Mr Noonan said the government was likely to mark down its growth forecasts for 2013 next week, but said he did not expect this to effect the government's fiscal targets. The government currently expects GDP growth of 2.2 percent next year.
The government is also seeking clarity from the European Central Bank about whether it could theoretically tap the bank's new bond-buying programme to offer additional assurances to investors.
Ireland has made a tentative return to the bond market in recent months, the only EU/IMF bailout recipient to do so, but is looking for any help it can get to boost confidence enough to allow a full market return when its bailout expires late next year.
"We had a short discussion ... on which assistance on exit would be available from the European authorities and the answer was 'Yes'," Noonan told journalists in Dublin following the end of the latest 10-day EU/IMF review.

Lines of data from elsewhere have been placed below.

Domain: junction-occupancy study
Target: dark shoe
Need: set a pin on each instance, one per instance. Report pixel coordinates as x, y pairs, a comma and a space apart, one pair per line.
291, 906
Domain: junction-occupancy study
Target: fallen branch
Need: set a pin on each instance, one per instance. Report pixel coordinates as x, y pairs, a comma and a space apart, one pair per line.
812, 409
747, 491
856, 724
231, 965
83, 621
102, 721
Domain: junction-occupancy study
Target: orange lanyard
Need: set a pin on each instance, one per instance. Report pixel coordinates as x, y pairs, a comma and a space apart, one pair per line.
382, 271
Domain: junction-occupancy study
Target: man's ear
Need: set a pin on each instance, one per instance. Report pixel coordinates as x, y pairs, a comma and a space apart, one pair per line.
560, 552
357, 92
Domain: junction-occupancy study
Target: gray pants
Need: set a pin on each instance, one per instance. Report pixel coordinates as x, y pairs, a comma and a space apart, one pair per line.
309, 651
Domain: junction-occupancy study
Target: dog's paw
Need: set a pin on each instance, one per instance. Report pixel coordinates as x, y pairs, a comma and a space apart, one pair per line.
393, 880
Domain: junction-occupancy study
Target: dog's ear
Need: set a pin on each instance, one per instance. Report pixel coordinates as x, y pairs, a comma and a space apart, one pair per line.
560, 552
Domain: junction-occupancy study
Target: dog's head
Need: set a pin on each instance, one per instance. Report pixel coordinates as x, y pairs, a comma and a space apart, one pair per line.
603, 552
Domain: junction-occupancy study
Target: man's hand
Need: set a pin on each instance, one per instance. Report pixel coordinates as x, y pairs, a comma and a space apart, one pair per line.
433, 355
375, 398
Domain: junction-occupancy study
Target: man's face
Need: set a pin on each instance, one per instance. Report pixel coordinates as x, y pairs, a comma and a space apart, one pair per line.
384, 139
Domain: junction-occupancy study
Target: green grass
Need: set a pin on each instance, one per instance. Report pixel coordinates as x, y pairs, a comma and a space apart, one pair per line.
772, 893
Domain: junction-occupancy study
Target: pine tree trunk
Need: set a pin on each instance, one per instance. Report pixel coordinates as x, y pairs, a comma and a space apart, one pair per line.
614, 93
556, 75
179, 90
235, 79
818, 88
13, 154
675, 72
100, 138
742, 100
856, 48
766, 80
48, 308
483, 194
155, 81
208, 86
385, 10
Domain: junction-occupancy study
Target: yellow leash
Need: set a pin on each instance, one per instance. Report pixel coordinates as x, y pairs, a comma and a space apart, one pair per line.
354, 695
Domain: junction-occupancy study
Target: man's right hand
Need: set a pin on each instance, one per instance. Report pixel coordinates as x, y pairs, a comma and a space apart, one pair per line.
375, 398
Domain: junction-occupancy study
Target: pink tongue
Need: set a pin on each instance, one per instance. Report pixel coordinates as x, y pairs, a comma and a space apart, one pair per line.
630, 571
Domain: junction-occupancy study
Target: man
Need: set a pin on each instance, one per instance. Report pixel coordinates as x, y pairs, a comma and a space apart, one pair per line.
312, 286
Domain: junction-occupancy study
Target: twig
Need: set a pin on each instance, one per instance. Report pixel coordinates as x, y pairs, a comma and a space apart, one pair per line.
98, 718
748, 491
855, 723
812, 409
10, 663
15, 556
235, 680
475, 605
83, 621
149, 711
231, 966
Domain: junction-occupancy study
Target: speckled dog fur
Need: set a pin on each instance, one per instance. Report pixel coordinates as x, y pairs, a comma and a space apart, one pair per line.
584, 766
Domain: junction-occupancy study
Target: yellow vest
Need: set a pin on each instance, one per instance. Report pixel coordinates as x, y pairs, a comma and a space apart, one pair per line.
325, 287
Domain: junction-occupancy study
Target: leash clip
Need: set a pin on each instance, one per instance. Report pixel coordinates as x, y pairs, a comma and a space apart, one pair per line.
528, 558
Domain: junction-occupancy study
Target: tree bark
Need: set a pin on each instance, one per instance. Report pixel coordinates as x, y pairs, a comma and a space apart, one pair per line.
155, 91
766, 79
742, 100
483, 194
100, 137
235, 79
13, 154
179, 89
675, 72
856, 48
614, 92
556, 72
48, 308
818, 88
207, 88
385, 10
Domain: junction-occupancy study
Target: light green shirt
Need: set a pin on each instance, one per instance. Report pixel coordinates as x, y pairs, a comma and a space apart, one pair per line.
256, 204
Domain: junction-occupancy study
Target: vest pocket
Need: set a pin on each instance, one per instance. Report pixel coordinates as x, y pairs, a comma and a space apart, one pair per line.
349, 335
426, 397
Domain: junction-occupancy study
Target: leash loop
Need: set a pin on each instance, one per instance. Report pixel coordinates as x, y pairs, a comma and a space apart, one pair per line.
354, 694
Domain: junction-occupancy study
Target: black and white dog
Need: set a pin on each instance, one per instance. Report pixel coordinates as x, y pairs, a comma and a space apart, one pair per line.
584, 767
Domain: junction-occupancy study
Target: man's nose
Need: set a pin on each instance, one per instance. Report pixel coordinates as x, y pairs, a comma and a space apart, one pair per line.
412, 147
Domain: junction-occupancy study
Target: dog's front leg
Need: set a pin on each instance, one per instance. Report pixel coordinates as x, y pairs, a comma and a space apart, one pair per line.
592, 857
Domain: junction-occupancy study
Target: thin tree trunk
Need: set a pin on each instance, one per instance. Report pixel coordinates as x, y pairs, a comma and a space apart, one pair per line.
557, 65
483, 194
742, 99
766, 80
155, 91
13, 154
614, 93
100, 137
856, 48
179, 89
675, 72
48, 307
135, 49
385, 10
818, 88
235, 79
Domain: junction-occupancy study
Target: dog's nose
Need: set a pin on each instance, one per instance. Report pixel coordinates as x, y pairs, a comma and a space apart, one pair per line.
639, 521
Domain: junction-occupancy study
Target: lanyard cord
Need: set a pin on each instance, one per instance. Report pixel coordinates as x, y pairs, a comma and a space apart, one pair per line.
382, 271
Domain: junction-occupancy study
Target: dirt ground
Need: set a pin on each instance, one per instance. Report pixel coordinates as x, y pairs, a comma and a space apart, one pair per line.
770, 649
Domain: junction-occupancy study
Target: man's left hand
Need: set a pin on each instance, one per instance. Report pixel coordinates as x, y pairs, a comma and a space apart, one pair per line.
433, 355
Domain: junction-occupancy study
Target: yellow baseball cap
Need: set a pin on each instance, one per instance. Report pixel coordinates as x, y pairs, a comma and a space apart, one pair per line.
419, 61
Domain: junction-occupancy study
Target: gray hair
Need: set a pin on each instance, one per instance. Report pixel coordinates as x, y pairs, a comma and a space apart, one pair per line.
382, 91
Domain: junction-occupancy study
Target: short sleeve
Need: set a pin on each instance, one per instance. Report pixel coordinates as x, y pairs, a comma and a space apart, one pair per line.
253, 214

"What we want to see is the range of possible options that will be there. We are hopeful we will not have to use any of these."

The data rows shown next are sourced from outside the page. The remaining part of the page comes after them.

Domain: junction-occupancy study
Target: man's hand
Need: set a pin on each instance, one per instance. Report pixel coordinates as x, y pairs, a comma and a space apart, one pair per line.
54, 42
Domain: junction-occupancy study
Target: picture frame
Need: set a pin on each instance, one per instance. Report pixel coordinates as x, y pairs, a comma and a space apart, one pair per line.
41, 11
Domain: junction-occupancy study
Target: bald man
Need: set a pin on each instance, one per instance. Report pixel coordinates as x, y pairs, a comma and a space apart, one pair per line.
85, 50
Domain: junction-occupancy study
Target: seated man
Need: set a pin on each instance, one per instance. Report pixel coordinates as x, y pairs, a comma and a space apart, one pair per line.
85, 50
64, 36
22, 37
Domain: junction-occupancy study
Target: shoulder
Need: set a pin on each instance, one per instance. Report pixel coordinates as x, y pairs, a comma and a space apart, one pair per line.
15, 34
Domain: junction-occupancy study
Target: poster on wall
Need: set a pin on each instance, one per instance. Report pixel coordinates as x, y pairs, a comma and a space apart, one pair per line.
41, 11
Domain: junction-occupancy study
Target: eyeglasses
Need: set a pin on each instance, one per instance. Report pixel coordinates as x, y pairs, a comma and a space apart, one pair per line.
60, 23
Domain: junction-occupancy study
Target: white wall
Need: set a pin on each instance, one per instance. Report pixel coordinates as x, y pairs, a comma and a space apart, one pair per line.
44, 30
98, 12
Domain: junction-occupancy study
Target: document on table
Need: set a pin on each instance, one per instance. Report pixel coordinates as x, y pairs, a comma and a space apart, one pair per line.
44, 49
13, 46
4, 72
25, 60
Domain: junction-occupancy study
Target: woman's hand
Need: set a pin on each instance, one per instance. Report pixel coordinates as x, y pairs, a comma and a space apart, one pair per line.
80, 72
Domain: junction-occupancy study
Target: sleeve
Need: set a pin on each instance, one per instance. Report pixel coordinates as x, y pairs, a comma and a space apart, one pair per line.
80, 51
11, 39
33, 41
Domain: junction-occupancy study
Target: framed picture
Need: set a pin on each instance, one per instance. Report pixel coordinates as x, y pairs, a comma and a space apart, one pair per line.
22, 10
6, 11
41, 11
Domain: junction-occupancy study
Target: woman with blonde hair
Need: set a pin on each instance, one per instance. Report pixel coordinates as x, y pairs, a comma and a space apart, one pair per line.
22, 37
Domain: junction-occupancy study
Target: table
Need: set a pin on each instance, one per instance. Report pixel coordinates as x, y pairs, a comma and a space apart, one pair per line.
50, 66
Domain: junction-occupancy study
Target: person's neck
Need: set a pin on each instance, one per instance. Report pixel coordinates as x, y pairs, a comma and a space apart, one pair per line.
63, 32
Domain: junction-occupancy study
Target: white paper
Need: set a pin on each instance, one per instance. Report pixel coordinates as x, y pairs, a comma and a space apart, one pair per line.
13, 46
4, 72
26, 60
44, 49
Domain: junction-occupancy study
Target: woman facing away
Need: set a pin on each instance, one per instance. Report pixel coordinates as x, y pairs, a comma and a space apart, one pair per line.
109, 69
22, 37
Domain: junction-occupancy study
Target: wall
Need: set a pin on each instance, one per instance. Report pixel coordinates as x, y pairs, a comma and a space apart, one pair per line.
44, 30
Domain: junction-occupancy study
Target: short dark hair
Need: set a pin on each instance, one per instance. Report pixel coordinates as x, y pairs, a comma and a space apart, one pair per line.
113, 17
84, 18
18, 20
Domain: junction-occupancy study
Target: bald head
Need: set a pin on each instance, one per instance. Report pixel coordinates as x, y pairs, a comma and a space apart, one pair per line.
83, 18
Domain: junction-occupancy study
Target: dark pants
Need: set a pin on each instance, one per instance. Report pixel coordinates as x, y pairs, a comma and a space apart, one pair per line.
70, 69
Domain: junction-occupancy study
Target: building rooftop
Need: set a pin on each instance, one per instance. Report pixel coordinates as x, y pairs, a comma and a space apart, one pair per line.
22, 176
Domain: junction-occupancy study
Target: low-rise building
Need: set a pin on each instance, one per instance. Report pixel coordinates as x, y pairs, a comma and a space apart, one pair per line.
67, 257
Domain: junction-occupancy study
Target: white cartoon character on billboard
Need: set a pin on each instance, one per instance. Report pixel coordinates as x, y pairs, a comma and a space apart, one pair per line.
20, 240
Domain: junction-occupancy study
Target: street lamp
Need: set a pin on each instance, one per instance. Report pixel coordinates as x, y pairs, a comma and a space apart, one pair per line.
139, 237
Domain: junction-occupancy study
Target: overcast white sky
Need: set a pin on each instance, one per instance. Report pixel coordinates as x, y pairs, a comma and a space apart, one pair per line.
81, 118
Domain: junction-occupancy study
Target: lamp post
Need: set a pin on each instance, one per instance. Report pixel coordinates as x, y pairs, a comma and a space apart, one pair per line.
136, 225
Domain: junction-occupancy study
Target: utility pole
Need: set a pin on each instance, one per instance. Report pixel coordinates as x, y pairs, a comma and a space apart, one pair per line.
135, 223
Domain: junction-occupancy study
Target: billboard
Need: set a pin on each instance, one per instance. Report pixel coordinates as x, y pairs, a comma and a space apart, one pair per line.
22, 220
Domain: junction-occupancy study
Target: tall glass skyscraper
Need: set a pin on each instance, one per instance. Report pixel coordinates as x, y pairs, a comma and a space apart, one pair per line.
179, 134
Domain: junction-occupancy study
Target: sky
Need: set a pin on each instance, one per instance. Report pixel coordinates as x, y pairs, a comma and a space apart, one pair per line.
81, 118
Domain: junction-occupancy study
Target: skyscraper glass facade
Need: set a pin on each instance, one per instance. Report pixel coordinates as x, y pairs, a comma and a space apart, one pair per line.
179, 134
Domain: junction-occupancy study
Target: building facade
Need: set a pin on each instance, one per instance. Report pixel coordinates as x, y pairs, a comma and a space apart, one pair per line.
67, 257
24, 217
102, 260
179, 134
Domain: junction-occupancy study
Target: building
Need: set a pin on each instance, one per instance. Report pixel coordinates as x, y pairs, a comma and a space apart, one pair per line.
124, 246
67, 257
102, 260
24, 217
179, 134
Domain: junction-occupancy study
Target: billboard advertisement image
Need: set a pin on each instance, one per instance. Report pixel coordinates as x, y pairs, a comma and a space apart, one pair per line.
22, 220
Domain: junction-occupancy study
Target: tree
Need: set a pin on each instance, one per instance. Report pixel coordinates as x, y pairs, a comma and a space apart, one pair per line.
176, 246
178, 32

Noonan said Ireland would not need another bailout. "There is no question," he said.
A statement from the European Central Bank that Ireland could in theory access the ECB's Outright Monetary Financing programme would help the Government to avoid actually tapping any official help, Minister Brendan Howlin said.
"The simple assertion of that as a prospect would have an immediate impact on our bond spread," Howlin said.
Dublin is continuing talks with the European Commission and ECB to ease the burden placed on state finances by its failed lenders, with the aim of securing a deal before a 3.1 billion euro promissory note repayment in March next year.
Official support would help the government to tap bond markets over the coming year to build up a 17 billion euro ($22 billion) buffer, Noonan said, which would cover state funding for a year and a half.
"We would be prudent to say we would like 18 months' funding in hand," the finance minister said.